Не знаю, точно ли я выразился, но именно в этом и вся беда. Не принять, не проникнуться этими идеями не было возможности, потому что в них была правда, радость и жизнь, потому что они были воздух; но приняв их, я и тысячи мне подобных позабыли, что мы не умеем жить, не умеем уважать человеческое существование, что мы, напротив, воспитаны во враждебных отношениях к человеку, к тому вот, который ходит по улице, к себе самим. В одно и то же время и самая полная, ничем не стесняемая ширь взглядов и самая широкая невнимательность к соседу, именно к тому, для которого эти широкие взгляды и нужны, с которым и надо жить этими взглядами.
Совсем не такая семья и не такая закваска была у "иностранца". Они тоже бились из-за куска хлеба, но в этом не было не только неприличной к обнародованию тайны, но, напротив, был связующий интерес, источник взаимной связи и взаимного уважения. Всякий знал про всякого, и всякий видел, что обязан работать столько же для себя, сколько и для других. Да и столкновения с посторонними людьми основывались у них не на том, что тот или другой человек мне "подвержен" по моему месту и должности, а на том, что человек нуждается во мне, и нуждается не по какой-нибудь бумажной глупости, а потому, что в самом деле знает, что я ему могу сделать добро. В то время когда в нашей семье таинственно приобретенный достаток вел только к тупой скуке, к какому-то у всей семьи скрытому, подавленному страданию, вел (для отдохновения) ко всенощной, напоминал о смерти, напоминал о том, что хорошо бы для облегчения отслужить по всем умершим родственникам какую-нибудь грандиознейшую панихиду, словом, вел к мысли о смерти и о том, что все — суета сует и что не суета — только деньги в кармане, в это же время в семье "иностранца" жило ясное, всем понятное убеждение, что жизнь вовсе не кладбище, но что свободные часы дороги, что ими надо пользоваться и жить. Они читали, сам отец играл на скрипке; они любили цветы, животных, испытывали удовольствие водить компанию с людьми, с которыми приятно, а не только потому, что эти люди "приходятся" нам родственниками, или просто "нужны", или просто "подвержены".

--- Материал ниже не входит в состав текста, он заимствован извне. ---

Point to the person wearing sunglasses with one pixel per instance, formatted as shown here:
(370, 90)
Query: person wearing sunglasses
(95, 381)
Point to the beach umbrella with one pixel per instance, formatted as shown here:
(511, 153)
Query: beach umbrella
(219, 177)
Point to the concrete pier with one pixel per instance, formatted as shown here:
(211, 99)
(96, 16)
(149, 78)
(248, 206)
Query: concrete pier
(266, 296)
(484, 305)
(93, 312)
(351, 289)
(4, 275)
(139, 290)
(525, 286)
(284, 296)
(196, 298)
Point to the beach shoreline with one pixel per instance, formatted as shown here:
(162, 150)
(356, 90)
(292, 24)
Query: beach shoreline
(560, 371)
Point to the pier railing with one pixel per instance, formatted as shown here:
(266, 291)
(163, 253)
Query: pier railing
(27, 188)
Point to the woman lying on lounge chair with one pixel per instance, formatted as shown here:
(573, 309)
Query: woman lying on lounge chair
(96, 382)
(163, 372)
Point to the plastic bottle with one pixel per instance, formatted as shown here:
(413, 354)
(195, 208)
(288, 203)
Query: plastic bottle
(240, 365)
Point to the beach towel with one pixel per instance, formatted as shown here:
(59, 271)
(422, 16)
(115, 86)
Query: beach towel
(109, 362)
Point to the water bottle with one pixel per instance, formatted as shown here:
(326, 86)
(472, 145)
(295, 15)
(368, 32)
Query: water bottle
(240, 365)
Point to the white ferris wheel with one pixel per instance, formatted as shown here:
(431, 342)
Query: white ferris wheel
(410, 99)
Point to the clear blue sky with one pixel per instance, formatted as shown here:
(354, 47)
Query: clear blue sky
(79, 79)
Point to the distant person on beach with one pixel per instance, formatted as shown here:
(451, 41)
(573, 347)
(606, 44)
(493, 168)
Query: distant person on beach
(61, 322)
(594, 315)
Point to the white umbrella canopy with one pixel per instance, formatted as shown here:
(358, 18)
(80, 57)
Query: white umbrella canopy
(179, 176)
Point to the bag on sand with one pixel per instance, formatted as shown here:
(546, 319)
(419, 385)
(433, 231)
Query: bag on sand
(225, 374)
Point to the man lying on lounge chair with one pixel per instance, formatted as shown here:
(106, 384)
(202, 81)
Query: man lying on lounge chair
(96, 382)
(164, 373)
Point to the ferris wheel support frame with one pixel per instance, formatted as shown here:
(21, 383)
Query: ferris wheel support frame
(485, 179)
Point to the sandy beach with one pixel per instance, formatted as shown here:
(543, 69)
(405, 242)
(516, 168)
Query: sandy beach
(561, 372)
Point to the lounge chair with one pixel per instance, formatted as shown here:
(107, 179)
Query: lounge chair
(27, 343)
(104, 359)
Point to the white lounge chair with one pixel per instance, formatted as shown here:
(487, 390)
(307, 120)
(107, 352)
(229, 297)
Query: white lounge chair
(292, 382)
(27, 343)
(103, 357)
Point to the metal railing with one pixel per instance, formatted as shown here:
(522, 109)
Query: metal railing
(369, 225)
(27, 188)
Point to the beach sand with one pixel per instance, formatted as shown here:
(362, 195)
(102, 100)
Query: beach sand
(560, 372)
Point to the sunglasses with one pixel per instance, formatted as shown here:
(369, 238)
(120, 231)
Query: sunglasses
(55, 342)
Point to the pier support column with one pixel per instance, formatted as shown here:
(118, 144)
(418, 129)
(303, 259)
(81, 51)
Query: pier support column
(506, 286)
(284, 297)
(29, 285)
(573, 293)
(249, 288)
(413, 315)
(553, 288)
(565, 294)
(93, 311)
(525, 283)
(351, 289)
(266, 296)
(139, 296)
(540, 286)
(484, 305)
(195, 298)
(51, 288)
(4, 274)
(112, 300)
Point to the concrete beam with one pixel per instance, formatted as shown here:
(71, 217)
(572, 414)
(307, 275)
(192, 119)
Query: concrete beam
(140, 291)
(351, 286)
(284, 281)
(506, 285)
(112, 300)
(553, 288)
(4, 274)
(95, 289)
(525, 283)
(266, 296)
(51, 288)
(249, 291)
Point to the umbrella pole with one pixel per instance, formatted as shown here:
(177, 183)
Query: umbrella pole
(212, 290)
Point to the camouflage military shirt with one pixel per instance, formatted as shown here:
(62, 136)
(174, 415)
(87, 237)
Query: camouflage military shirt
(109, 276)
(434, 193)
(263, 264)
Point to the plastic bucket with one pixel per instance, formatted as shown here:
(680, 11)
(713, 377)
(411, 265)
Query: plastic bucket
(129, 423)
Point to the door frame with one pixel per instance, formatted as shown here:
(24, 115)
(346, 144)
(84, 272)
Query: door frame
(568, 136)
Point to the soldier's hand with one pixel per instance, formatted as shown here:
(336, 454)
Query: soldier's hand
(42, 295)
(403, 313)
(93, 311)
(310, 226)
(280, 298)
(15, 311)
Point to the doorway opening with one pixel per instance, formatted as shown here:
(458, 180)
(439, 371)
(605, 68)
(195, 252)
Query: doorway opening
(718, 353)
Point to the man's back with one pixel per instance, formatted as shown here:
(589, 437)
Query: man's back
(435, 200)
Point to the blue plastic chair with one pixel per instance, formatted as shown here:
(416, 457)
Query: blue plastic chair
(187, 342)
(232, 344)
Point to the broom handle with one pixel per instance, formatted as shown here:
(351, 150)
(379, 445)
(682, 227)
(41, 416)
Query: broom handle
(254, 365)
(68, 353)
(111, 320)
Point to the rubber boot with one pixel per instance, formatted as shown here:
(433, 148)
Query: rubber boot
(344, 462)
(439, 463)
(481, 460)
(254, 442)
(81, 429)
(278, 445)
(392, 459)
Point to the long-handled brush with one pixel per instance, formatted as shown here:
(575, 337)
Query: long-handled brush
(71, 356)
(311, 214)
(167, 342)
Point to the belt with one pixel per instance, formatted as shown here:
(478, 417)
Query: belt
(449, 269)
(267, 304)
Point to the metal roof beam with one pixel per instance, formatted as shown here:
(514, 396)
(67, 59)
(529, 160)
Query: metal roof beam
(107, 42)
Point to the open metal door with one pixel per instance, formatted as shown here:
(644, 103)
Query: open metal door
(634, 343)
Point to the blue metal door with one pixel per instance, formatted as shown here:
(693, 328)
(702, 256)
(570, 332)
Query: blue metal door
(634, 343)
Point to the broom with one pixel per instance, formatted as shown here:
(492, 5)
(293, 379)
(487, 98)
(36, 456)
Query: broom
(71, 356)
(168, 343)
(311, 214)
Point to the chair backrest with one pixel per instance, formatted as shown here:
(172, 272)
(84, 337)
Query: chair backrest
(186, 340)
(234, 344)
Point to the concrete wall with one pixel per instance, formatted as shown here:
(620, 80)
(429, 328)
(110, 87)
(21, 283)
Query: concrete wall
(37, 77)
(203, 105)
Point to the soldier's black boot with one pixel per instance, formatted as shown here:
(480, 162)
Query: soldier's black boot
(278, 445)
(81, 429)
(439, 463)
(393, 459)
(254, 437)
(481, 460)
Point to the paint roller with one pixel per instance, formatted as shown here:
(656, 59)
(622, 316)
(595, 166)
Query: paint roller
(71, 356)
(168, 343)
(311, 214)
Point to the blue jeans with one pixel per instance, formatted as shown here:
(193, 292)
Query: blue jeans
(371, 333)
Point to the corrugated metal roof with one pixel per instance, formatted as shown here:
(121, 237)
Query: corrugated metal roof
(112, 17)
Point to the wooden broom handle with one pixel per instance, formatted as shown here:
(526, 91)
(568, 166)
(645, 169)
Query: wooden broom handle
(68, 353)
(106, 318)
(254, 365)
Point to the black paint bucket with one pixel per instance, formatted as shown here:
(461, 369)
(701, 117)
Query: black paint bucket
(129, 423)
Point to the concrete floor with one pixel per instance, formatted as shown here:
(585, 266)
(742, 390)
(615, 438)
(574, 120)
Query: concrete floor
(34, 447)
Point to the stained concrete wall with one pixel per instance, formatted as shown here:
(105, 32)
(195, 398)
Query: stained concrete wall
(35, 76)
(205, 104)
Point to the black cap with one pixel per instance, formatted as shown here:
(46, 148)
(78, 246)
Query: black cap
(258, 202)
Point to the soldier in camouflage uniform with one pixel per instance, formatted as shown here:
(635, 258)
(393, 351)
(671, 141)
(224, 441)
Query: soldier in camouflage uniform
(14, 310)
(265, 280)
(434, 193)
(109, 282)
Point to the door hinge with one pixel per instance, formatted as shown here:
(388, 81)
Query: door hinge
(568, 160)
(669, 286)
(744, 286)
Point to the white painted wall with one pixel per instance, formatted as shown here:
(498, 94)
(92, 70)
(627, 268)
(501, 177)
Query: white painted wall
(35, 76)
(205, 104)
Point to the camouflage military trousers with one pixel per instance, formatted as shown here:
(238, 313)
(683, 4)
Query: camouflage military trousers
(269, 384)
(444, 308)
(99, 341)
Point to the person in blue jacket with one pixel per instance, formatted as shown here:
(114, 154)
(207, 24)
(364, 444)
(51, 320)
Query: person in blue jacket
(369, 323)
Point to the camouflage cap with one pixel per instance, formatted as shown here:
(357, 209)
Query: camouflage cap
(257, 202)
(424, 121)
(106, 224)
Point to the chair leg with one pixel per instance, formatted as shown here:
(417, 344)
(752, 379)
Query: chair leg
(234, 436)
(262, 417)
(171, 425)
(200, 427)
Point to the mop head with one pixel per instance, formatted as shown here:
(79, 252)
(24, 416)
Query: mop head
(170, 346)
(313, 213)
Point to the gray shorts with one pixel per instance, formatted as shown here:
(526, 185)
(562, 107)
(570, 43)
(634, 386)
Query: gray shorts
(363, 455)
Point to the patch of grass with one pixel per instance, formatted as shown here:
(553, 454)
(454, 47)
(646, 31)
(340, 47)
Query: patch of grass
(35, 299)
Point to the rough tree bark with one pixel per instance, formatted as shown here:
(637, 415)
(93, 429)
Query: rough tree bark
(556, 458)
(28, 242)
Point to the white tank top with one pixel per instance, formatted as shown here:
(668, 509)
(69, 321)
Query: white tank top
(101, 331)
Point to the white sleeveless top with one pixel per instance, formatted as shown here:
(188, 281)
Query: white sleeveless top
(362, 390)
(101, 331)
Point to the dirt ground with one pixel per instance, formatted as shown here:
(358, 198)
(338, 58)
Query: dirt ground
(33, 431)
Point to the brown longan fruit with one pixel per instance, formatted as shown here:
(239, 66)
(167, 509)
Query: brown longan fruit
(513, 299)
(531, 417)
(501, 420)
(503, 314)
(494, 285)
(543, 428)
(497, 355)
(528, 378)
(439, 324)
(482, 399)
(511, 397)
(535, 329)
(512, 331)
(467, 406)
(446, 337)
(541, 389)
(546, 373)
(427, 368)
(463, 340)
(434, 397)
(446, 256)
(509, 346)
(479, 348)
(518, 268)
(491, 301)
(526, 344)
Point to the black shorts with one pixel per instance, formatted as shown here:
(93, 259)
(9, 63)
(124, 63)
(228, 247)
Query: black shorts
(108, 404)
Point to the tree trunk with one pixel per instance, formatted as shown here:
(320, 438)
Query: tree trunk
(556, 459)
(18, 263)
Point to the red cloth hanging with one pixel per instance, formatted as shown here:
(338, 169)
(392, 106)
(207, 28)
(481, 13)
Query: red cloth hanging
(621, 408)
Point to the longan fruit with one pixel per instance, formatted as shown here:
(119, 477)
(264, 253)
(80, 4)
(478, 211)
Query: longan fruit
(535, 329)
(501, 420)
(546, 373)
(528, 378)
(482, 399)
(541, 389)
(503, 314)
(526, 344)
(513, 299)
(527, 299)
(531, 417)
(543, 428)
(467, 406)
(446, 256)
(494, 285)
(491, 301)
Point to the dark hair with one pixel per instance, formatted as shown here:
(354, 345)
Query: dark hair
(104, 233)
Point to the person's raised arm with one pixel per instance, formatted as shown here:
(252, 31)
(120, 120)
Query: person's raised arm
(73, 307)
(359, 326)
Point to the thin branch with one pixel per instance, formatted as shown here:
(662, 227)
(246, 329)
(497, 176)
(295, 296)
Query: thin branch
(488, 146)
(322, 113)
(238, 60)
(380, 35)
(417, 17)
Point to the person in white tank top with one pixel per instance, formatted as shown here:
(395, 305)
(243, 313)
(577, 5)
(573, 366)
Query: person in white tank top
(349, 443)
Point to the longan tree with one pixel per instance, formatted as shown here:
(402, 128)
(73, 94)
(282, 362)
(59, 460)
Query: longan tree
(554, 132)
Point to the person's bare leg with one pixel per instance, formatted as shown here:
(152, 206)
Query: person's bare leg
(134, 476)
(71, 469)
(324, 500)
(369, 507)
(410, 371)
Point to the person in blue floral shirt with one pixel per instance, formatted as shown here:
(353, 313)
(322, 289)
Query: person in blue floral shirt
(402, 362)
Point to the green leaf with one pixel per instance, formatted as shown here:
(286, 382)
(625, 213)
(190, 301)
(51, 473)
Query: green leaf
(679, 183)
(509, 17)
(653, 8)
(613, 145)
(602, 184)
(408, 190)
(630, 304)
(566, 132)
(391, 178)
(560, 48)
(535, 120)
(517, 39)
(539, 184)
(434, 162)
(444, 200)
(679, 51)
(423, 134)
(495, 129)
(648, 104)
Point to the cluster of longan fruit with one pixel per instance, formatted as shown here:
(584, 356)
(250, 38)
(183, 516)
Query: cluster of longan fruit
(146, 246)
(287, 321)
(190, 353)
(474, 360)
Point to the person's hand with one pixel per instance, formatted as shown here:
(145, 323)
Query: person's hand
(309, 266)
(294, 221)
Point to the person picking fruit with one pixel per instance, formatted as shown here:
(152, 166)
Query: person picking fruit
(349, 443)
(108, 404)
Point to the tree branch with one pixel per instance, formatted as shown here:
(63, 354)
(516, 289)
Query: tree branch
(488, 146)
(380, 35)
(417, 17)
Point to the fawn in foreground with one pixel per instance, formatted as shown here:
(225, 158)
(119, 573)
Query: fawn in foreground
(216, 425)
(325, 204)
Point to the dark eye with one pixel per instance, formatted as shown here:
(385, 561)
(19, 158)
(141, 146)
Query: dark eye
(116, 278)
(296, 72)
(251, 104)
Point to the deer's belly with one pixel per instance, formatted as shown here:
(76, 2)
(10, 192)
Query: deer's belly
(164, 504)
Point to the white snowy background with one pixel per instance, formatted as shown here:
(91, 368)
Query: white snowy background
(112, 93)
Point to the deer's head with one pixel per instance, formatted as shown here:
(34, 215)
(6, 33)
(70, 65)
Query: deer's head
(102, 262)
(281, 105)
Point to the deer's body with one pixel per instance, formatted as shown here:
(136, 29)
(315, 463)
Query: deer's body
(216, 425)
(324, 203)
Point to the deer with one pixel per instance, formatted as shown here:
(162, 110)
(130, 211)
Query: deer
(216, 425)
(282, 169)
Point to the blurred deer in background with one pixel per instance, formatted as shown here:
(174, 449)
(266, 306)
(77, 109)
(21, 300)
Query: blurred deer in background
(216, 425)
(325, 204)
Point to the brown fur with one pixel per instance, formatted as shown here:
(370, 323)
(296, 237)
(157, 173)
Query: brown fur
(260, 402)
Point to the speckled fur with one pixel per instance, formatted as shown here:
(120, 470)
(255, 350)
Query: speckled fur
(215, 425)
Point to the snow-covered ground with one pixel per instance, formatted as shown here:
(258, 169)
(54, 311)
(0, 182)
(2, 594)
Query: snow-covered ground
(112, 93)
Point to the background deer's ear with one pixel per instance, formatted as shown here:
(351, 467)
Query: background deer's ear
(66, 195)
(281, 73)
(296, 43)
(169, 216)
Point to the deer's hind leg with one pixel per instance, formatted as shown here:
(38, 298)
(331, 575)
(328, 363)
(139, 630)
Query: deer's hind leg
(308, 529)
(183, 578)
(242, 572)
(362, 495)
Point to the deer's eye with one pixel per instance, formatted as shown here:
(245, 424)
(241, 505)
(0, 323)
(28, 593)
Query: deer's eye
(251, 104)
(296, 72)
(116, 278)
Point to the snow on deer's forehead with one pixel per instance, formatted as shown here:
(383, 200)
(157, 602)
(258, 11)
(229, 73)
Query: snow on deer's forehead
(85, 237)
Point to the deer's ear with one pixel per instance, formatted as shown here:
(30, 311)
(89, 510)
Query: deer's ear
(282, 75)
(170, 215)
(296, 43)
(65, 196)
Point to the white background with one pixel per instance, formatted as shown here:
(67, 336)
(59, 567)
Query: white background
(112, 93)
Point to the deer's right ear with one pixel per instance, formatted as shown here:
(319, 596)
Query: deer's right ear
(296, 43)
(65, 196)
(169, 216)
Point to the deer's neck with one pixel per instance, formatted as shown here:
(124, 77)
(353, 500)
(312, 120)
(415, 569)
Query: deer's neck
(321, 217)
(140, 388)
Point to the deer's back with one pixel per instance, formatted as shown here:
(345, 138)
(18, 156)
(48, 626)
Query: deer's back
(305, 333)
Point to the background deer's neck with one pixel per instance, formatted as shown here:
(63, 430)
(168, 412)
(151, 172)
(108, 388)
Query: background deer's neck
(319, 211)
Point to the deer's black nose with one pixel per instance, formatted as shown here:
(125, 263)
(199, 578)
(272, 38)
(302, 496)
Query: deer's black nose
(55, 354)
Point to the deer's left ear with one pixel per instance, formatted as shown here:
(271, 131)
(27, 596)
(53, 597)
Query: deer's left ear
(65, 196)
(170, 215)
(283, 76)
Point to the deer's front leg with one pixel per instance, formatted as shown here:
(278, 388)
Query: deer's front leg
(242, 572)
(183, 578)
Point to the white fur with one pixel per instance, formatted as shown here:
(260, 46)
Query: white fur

И как ни мелки, как ни малы, может быть, интересы этой семьи, но в ней была "жизнь", а не "терпеж" жизни, как в семьях, подобных моей. В ней можно было узнать, как трудно достаются маленькие минуты счастья, в ней можно было познакомиться с необходимостью и удовольствием жить для ближнего, для другого, а не только для себя. Не боясь жизни и не ограничивая отношения свои к ней "захватыванием" кусков съестного и питейного, эта семья должна была отлично знать свою связь с остальным белым светом, уважать в этом белом свете все, что уважала в себе. А в нашей семье это не могло быть, так как никто по совести друг друга не уважал, да и на других смотрел тоже без уважения.